When I review studies of potential anti-prion drugs I usually try to include a table summarizing the animal survival or delay-in-onset data. Extracting all these data from the papers was an unfathomably tedious process. I count 85 separate experiments across 10 studies, varying almost every possible aspect of the experiment: dose, animal type, prion strain, infection method, when the treatment was started, and when it was stopped. The one thing that appears to have been constant is the use of intraperitoneal injection as the treatment route – since polyenes are BBB-permeable, no one felt the need to try intracerebral injection. Here’s my best attempt at summarizing the data in some sort of remotely intelligible table:
It’s really staggering: the polyenes turn out to be by far the best-studied class of antiprion drugs, at least in terms of animal survival studies. Just look at the repeated names on these papers: it strikes me that K.T. Adjou and R. Demaimay (both in the Dormont lab at Universite Denis Diderot in Paris) must have put their entire postdoctoral years into studying these drugs.
All that, and then everyone just dropped the subject after 2000 and apparently never looked back. Even Adjou 2000 concludes by touting the likely efficacy of these drugs – no one ever seems to have concluded, publicly at least, that the drugs didn’t deserve further study.
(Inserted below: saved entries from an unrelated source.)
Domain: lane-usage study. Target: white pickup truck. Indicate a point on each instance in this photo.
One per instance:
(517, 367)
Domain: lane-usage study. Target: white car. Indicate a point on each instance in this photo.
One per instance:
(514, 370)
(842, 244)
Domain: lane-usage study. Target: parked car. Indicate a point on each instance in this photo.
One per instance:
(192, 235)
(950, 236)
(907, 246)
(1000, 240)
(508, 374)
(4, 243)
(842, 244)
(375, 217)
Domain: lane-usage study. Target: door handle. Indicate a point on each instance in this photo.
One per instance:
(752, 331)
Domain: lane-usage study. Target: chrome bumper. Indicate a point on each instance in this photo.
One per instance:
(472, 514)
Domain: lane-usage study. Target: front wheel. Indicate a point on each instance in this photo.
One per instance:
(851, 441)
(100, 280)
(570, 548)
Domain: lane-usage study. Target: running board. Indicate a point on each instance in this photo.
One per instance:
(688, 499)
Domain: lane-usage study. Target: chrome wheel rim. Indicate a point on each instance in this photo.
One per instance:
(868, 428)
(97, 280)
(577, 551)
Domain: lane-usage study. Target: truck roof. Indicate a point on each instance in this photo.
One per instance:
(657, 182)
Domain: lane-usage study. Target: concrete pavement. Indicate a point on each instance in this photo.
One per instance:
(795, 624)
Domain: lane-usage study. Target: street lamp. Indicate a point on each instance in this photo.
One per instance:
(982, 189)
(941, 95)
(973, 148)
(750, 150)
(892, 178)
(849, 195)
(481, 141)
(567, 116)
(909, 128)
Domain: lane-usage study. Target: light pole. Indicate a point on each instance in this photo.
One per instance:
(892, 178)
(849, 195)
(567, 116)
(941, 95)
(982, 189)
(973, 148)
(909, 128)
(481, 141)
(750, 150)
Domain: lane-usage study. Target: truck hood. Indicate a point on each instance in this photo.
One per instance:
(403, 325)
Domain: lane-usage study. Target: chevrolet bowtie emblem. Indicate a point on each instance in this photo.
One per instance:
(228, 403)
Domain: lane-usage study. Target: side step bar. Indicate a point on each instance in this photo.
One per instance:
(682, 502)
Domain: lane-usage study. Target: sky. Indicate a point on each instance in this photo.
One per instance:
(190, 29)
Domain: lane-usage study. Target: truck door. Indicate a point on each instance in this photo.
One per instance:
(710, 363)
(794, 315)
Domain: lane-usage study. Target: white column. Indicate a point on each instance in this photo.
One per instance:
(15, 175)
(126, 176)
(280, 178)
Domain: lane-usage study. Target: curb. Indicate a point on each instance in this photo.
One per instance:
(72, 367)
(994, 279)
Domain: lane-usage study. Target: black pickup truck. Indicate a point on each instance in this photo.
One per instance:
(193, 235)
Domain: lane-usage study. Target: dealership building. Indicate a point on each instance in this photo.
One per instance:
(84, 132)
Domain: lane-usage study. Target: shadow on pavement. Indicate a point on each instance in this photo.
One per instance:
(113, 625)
Do they deserve further study? They certainly wouldn’t be at the top of my list. The sole report in the literature of their use in humans [Masullo 1992] reports no therapeutic effect, in two symptomatic CJD patients treated with AmB escalating to 1 mg/kg/day. That’s wholly consistent with Pocchiari 1987 (ft)’s finding that AmB didn’t delay ‘advanced clinical signs’ when hamsters were treated beginning at the onset of ‘clinical signs.’ sCJD patients (and plenty of genetic prion disease patients too) are not diagnosed until symptoms are present, perhaps even advanced, at which point no evidence suggests that polyenes would be helpful. The only humans who could undergo presymptomatic treatment, equivalent to the early-treated mice and hamsters listed above, would be carriers of genetic prion diseases, but the toxicity of the polyenes (and the fact that MS-8209 never became an FDA-approved drug) makes them a pretty unappealing preventative option.
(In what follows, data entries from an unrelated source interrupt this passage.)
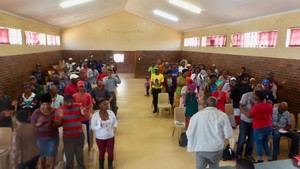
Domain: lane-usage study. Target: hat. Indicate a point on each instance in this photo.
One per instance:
(25, 85)
(32, 77)
(46, 98)
(192, 86)
(68, 97)
(265, 82)
(74, 76)
(233, 78)
(219, 82)
(184, 70)
(22, 116)
(80, 83)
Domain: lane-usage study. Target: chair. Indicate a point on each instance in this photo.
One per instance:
(5, 144)
(179, 120)
(163, 103)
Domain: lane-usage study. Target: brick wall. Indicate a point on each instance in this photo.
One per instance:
(287, 69)
(16, 69)
(104, 56)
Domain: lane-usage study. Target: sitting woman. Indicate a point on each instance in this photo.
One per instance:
(104, 124)
(47, 133)
(221, 96)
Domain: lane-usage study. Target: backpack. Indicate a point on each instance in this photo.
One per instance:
(183, 140)
(228, 153)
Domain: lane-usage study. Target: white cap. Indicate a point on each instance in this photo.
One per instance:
(74, 76)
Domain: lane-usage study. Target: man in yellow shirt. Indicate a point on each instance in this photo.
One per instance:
(157, 80)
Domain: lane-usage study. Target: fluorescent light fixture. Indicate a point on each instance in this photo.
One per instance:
(186, 6)
(165, 15)
(70, 3)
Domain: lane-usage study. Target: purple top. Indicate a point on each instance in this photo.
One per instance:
(43, 132)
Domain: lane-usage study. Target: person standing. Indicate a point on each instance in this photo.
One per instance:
(24, 150)
(261, 114)
(7, 108)
(111, 82)
(70, 116)
(157, 80)
(206, 133)
(281, 119)
(86, 101)
(104, 123)
(47, 131)
(246, 127)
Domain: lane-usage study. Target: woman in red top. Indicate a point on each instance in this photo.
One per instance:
(221, 96)
(262, 124)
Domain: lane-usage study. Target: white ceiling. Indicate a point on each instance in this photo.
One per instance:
(214, 11)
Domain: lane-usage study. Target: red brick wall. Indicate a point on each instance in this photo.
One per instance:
(126, 67)
(288, 69)
(16, 69)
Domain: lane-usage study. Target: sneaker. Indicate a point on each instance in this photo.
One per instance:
(250, 158)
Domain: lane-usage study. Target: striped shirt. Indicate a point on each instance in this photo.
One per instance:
(71, 121)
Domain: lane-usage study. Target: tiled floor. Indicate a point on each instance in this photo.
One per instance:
(143, 141)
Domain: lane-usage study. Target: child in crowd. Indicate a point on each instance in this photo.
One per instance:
(147, 85)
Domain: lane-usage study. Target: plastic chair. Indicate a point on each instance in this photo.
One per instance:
(179, 120)
(5, 144)
(163, 103)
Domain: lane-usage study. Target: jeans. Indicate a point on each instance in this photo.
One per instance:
(290, 134)
(155, 93)
(245, 130)
(208, 158)
(261, 137)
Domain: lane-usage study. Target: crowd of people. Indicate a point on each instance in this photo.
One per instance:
(66, 101)
(253, 108)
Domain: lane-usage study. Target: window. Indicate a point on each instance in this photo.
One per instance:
(191, 42)
(53, 40)
(34, 38)
(119, 58)
(261, 39)
(215, 41)
(293, 37)
(10, 36)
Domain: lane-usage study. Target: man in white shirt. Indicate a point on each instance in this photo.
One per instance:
(206, 133)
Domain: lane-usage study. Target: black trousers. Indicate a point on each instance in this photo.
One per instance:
(31, 164)
(155, 97)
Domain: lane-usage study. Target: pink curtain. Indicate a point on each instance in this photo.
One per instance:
(4, 36)
(295, 38)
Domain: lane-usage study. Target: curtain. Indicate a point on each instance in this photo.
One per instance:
(294, 38)
(4, 36)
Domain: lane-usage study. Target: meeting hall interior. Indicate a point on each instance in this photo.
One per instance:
(132, 38)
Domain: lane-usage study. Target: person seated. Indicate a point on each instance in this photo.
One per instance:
(39, 74)
(281, 120)
(244, 163)
(24, 152)
(60, 85)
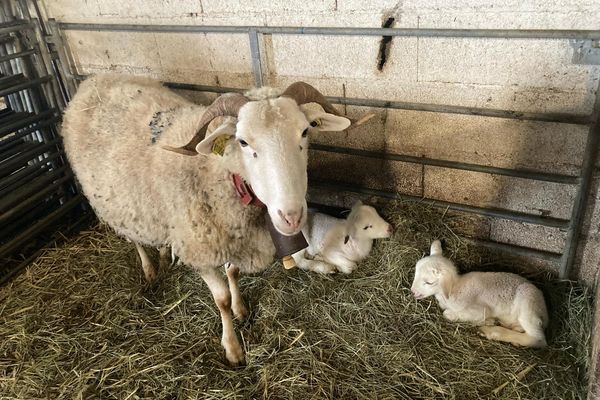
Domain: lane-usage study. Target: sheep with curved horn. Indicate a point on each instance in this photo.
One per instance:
(116, 130)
These drugs, then, suffer from the same practical paradox as intrathecally infused pentosan polysulfate: the only people they might benefit are not desperate enough to take the risk.
That said, I am not prepared to entirely forget about this class of drugs. An effective treatment may ultimately require a cocktail of several drugs, and given the wealth of evidence that AmB and MS-8209 do act to inhibit prion propagation and slow disease, they could yet be part of a solution.